Isn't Jo reading it when Beth goes to visit the Hummels and gets ill? I feel we can blame this book for Beth's eventual demise.
3 replies · active 557 weeks ago
This book is a murderer
I don't know, because at that point I put the book in the freezer.
Oh I couldn't agree with you more! After reading your summary I can definitely see a correlation between Jo reading this book and Beth falling fatally ill.
I always read Hawthorne's comment with a sense of glee. You go ahead and rage ineffectually at the success of all those lady authors who were far outselling you, Hawthorne. I'm sure they're crying into their dollars.
3 replies · active 559 weeks ago
I'm sure E.L. James feels the same about Franzen. :D
I just have to leave this here (sorry, don't know how to embed links) https://twitter.com/TriciaLockwood/status/4869301...
Oh hey, this book! I worked as a research assistant to a professor who was writing a book on this and several other novels of the same period, and I'd never even heard of this before. I got a very skewed impression of what the hell it was about.
"God being conveniently embodied in Alice’s father and brother, John Humphreys." I had to read this several times before I realized that Alice's father and brother are not, in fact, the same person, and the book is not a horrifying 19th century Christian edition of Flowers in the Attic.
2 replies · active 559 weeks ago
Oops, that could've been worded better.
A WIDE, WIDE WORLD POST! YES! I read a bunch of "instructive literature" books, as my professor called them, for a class in college and hate/loved them so. Might have to do an 18-years-later revisit!
5 replies · active 559 weeks ago
I hear that Jane Austen as a kid hate/loved them too. You might have heard this too, but for reasons best known to Jane Austen and her siblings, they were obsessed with "A History of Sir Charles Grandison," which is an absolutely massive, humorless novel with a morally flawless gentleman hero as its protagonist. They thought it was hilarious and reread it constantly and wrote parodies of it and made references to it all the time, apparently.
I did not know that! I LOVE IT and am now Googling wildly. First up: a lecture called “Why on Earth Would Sir Charles Grandison Be Jane Austen’s ‘Favorite’ Novel?” YES! Thank you!
I'm so happy somebody else has read this! I'm still shocked I read the whole thing. On my honeymoon, no less.
Best/worst honeymoon read ever?!
We also watched many, many reruns of The Mentalist and Pawn Stars. It was a strange and wonderful week.
Putting this on the list (with Pilgrim's Progress) of "Books From Little Women That I Do Not Actually Want To Read."
1 reply · active 557 weeks ago
Oh my goodness, I had to read Pilgrim's Progress for a class! My teacher hated this story so much that she brought in a graduate student anxious for teaching experience to give the lecture. Never again!!
I love this series and never want it to end. It is relevant to all my interests. Thank you, oh worthy Gentleman Scholar!
If you get the Feminist Press edition of the novel from the 1980s (the one with the introduction by Jane Tompkins) it includes the unpublished final chapter in which Ellen comes back to New England married to John Humphreys. Apparently Warner sent the chapter to her publishers after they'd set the rest of the type and they decided to just leave it out.
1 reply · active 559 weeks ago
INTERESTING! I'll have to search that out, for full completist fury.
Charlotte Sometimes's avatar

Charlotte Sometimes · 559 weeks ago

Yes! Thank you! I've been hoping someone would write about this awesomely terrible book since this series started.

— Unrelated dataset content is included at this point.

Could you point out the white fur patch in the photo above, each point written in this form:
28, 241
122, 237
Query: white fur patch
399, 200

(And if there were any Australian Toasties who wanted to write about Seven Little Australians or the Billabong books that would be a Very Good Thing. *hint hint*)
2 replies · active 559 weeks ago
Oh man, I loved/hated Seven Little Australians so much as a kid. I might have to reread it now.
Charlotte Sometimes's avatar

Charlotte Sometimes · 559 weeks ago

Worth a reread I would say. I kind of hate it more now, but find it less rage-inducing than a lot of children's classics I've reread as an adult (Anne of Green Gables, Daddy-Long-Legs, anything by Louisa May Alcott).
Once again I appreciate Jane Austen-- Northanger Abbey, in addition to being by far her snarkiest book, also has this great passage near the beginning:

"Alas! If the heroine of one novel be not patronized by the heroine of another, from whom can she expect protection and regard? I cannot approve of it. Let us leave it to the reviewers to abuse such effusions of fancy at their leisure, and over every new novel to talk in threadbare strains of the trash with which the press now groans. Let us not desert one another; we are an injured body."
I thought Charlotte Temple was widely regarded as the first American bestseller. Does it not count because the first edition was published in England?

(Sorry, not much else to comment on with regard to The Wide, Wide World. I'm happily unfamiliar with the genre and hope to never be forced to read any of it. Well, any more - I already forced myself through the first Elsie Dinsmore one and it was horrible. Also the ones repackaged as classics for children when I was little.)